Introduction ¶
There is a common concern in Linux-based design: the buffering of filesystem writes is very good for performance, but may cause the buffered data to be lost and so filesystem corruption when the system go down unexpectedly.
This documents presents some solutions you can take to make your Linux-based system perform more robustly.
1. Use a Read-Only Partition for Root Filesystem ¶
The simplest solution to avoiding power failures during writes is to avoid all writes - files that don't to be modified should be kept on a partition that is mounted read-only. In most cases (not include NAND flash device) it means that there will be no modifications to the entire partition, and as a result there is no risk of corruption. If local data writing is required, an extra read-write partition can be established for that purpose only. With this setup, Even in worst-case, we can still ensure system will boot correctly.
In Android platform, there're several options to use read-only partitions:
- Root filesystem as ramdisk and Android system partition as read-only partition.
- Root filesystem and Android system files are in a same read-only partition.
- Root filesystem and Android system files are in separate read-only partition.
Which option to use depends on the image size of the root filesystem. Ramdisk can only hold small rootfs, and a too large partition is not convenient to do upgrading.
2. Use the Right Filesystem for Read-write partitions ¶
Linux offers many many filesystems, such as jffs2, yaffs2 and ubifs for flash devices, ext2, ext3, ext4 and btrfs for disk-like devices.

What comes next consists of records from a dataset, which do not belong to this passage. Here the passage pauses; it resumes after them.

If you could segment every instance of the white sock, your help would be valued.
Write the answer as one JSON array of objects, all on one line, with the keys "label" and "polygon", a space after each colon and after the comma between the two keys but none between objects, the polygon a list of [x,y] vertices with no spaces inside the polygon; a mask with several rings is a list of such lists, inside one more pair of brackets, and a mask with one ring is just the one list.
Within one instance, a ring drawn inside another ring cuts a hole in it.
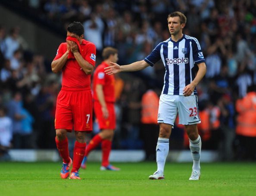
[{"label": "white sock", "polygon": [[189,148],[193,159],[192,169],[197,172],[200,171],[200,156],[201,156],[201,147],[202,142],[200,136],[194,141],[189,139]]},{"label": "white sock", "polygon": [[169,139],[158,138],[156,151],[157,171],[163,174],[165,160],[169,152]]}]

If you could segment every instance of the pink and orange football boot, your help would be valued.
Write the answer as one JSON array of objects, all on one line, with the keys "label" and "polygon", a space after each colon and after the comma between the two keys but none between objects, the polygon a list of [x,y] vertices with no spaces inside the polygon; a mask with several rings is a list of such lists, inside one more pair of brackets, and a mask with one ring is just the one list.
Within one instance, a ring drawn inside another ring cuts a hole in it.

If the Linux-based system (i.e. Android platform) is booting from a SD/MMC card or managed NAND, the ext3 or ext4 is a good choice.
The
ext3 or
third extended filesystem (wiki:
http://en.wikipedia.org/wiki/Ext3) is a journaled file system that is commonly used by Linux kernel. Its main advantage over ext2 is journaling which improves reliability and eliminates the need to check the file system after an unclean shutdown. The ext4 is its successor which has many extensions and performance improvements but also brings more data loss probabilities to be paid more attention.
Starting from Android-2.3 (Gingerbread), many Android devices are going to be moving from YAFFS to the ext4 filesystem according to the post on Google official Android developer blog. (
http://android-developers.blogspot.com/2010/12/saving-data-safely.html)
With the ext3/4 filesystem, system crashes or power loss are far less likely to make system become corrupted because of the journaling design.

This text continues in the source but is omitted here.